ABD Ticaret Temsilciliği, 1 Mart 2023’te yayınladığı raporunda (2023 Ticaret Politikası Gündemi ve 2022 Yıllık Raporu) Hazine Bakanlığı ile koordineli olarak, Birinci Sütun kapsamında öngörüldüğü üzere ortak uzlaşı kapsamındaki ülkelerin dijital hizmet vergisinin kaldırılmasına ilişkin uygulamalarının ve geçiş yaklaşımının izlenilmeye devam edildiği belirtildi.

Bu kapsamda, Türkiye’nin %7.5 oranında aldığı DHV ve tahsil ettiği % 15 stopajı iade edip etmeyeceği önümüzdeki süreçte önemli tartışma başlığı olacak.

Türkiye yaklaşımı

Dijital ekonominin vergilendirilmesi konusunda Türkiye, üçlü bir yaklaşım sergilemiştir.
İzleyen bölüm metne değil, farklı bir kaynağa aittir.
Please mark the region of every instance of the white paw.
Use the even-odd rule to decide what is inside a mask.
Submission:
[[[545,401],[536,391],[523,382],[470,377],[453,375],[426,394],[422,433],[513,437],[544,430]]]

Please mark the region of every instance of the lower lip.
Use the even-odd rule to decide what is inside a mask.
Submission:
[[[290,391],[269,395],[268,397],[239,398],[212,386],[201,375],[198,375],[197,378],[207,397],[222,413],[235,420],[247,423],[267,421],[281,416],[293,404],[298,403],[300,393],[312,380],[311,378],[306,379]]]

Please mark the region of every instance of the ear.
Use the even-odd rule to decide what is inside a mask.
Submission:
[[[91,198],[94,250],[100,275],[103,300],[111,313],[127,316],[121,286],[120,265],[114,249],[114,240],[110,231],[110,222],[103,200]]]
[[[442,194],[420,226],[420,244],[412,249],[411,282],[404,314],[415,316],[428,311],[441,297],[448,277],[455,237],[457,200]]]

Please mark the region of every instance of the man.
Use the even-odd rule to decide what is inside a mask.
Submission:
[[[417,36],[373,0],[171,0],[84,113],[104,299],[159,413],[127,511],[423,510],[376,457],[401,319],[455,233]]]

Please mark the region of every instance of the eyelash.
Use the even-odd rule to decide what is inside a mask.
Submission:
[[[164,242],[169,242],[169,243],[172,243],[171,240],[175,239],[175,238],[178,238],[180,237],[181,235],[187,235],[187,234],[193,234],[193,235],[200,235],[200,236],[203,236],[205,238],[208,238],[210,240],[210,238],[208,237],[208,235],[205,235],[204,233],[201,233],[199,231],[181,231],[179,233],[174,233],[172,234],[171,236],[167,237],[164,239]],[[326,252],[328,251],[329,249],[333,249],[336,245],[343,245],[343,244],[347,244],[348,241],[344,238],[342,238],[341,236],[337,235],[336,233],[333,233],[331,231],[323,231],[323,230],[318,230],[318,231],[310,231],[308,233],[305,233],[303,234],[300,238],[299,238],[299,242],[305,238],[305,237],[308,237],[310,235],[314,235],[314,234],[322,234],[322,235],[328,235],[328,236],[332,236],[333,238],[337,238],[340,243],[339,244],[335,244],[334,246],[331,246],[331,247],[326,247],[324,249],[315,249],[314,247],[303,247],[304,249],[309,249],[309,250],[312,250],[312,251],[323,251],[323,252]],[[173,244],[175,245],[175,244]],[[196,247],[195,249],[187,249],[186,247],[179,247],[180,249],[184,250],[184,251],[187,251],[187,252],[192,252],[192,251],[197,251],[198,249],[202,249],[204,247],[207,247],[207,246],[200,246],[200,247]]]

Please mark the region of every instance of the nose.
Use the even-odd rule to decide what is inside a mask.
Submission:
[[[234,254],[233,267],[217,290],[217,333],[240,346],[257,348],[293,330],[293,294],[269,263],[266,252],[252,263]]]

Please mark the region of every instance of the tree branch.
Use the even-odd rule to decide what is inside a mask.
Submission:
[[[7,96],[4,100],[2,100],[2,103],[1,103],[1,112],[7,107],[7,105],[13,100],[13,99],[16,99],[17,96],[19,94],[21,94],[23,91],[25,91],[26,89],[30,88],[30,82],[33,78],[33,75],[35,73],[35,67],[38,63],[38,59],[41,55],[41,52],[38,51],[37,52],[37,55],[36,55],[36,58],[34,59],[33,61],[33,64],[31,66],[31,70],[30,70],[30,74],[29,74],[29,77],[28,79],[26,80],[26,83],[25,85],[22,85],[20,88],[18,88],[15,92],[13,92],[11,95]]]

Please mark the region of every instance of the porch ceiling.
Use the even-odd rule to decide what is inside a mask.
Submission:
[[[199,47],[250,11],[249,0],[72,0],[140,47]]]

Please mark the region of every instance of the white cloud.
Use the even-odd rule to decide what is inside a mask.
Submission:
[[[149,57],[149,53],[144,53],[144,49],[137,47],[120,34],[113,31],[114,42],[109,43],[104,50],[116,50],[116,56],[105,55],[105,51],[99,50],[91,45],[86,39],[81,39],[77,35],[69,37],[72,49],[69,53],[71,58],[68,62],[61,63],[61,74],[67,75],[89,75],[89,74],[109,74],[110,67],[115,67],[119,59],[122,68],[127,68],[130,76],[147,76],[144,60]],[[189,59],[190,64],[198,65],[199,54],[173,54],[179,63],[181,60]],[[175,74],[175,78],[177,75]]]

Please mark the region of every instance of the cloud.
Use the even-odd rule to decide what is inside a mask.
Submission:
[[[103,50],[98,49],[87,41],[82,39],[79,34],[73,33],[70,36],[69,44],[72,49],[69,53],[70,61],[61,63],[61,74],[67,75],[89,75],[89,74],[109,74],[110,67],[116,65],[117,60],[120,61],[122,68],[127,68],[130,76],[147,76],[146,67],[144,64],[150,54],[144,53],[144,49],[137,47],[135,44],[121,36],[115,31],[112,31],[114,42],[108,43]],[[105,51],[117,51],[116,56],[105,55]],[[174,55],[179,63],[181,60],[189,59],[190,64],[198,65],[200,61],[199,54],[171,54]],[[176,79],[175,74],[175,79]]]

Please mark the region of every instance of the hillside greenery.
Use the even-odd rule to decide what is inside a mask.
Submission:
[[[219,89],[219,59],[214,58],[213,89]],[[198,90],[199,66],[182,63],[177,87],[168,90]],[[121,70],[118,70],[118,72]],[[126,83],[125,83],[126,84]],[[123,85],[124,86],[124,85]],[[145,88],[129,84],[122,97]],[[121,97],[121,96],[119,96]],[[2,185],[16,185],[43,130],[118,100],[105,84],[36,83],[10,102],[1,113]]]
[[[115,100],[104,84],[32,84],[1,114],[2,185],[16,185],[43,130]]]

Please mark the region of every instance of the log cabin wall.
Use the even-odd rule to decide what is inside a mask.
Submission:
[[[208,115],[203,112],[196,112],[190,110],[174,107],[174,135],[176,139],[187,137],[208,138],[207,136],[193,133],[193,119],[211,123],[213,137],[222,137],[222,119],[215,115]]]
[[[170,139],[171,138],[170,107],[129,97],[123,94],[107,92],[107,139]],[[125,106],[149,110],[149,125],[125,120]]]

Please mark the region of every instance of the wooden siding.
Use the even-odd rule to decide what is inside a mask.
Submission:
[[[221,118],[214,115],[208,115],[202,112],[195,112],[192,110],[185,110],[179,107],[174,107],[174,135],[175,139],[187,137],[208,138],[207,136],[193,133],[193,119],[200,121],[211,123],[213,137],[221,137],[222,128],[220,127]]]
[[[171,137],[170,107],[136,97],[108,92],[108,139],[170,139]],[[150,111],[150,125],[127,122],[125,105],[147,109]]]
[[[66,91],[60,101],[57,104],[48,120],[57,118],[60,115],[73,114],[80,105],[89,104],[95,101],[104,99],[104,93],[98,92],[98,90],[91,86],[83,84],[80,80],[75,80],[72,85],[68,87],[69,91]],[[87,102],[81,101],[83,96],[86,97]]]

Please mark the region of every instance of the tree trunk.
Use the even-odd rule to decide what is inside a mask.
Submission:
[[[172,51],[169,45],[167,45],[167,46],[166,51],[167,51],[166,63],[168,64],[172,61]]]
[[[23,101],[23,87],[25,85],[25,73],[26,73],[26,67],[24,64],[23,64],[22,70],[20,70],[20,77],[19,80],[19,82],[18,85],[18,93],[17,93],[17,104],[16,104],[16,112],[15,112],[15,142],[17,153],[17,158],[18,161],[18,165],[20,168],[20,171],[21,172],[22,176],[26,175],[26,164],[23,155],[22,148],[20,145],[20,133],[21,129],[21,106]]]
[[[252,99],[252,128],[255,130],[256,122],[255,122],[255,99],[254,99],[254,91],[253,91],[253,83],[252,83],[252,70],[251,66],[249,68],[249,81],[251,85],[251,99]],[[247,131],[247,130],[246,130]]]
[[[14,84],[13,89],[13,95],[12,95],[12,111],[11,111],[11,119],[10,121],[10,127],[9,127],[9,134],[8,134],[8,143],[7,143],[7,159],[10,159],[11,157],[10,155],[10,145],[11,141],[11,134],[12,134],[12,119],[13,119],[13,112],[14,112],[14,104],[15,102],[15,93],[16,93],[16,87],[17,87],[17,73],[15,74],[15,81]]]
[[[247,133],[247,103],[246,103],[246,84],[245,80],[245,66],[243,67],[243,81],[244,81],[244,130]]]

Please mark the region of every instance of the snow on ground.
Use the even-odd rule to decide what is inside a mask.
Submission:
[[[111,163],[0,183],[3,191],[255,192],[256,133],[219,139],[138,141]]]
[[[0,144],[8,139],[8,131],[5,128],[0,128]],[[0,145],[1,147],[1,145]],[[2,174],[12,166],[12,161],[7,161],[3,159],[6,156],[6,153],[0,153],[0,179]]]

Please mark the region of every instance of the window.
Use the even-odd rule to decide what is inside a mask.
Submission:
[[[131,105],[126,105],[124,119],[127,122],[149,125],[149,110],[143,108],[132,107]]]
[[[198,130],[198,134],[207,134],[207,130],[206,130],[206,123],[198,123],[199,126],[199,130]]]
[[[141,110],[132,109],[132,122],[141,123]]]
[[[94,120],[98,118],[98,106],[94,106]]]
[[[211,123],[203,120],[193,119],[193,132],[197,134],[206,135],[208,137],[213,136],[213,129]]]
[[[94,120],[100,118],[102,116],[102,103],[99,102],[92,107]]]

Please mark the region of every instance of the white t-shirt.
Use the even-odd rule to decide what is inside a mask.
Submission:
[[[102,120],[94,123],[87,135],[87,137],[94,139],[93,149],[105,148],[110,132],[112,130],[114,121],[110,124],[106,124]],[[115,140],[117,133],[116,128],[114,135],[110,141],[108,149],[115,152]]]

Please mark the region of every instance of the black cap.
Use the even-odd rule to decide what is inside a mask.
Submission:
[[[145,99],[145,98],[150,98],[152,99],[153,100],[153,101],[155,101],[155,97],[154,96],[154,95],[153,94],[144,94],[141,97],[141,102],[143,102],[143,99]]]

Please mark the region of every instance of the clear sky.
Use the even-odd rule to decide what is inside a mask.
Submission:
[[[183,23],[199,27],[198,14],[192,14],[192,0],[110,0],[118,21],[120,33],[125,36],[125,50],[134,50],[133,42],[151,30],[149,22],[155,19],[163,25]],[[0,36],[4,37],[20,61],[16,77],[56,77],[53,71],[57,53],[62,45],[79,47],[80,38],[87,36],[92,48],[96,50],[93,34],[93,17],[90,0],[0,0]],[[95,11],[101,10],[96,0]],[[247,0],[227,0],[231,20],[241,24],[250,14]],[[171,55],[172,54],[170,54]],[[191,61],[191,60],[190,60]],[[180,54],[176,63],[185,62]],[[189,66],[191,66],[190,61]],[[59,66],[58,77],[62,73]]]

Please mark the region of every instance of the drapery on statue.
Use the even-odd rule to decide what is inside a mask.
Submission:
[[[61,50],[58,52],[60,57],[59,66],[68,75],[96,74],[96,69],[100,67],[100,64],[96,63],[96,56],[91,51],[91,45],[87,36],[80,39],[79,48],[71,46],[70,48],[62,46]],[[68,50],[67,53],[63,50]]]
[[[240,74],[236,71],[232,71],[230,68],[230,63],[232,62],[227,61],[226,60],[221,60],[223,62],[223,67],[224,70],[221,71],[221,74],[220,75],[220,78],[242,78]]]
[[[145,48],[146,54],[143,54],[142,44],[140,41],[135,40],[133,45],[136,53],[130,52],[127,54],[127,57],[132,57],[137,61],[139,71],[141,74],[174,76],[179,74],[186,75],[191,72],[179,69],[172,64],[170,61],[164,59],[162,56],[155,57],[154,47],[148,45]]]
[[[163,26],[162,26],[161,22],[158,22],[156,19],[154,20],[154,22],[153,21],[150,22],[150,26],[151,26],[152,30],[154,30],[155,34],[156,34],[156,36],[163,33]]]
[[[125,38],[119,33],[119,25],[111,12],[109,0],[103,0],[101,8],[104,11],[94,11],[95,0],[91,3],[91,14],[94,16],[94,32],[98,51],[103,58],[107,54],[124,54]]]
Bu kapsamda hem stopaj hem KDV-3 yükümlülüğü getirilmiş ayrıca DHV ihdas edilmiştir. Türkiye’nin vergileme hakkı tartışmasız olmakla birlikte, aynı tür faaliyetlerin vergilendirilmesine yönelik bu yaklaşıma soru işareti koymak gereklidir.

Diğer düzenlemelerle birlikte, özellikle, Danıştay’ın internet sitelerinin iş yeri oluşturacağına ilişkin son içtihadı sonrası KDV-3 sorumluluğu oldukça tartışmalıdır.

Kanun değişikliğini takiben Tebliğ’de yapılan değişiklikle Türkiye’de ikametgâhı, işyeri, kanuni merkezi ve iş merkezi bulunmayıp, aynı zamanda KDV mükellefi olmayan gerçek kişilere bir bedel karşılığında elektronik ortamda hizmet sunanların, bu hizmetlere ilişkin hesapladıkları katma değer vergisini beyan etmeleri öngörülmüştür. Danıştay kararı sonrası, eğer bu işletmelerin TR’de iş yeri var olduğu kabul edilecekse KDV-3 neden var sorusunu da sormak gereklidir.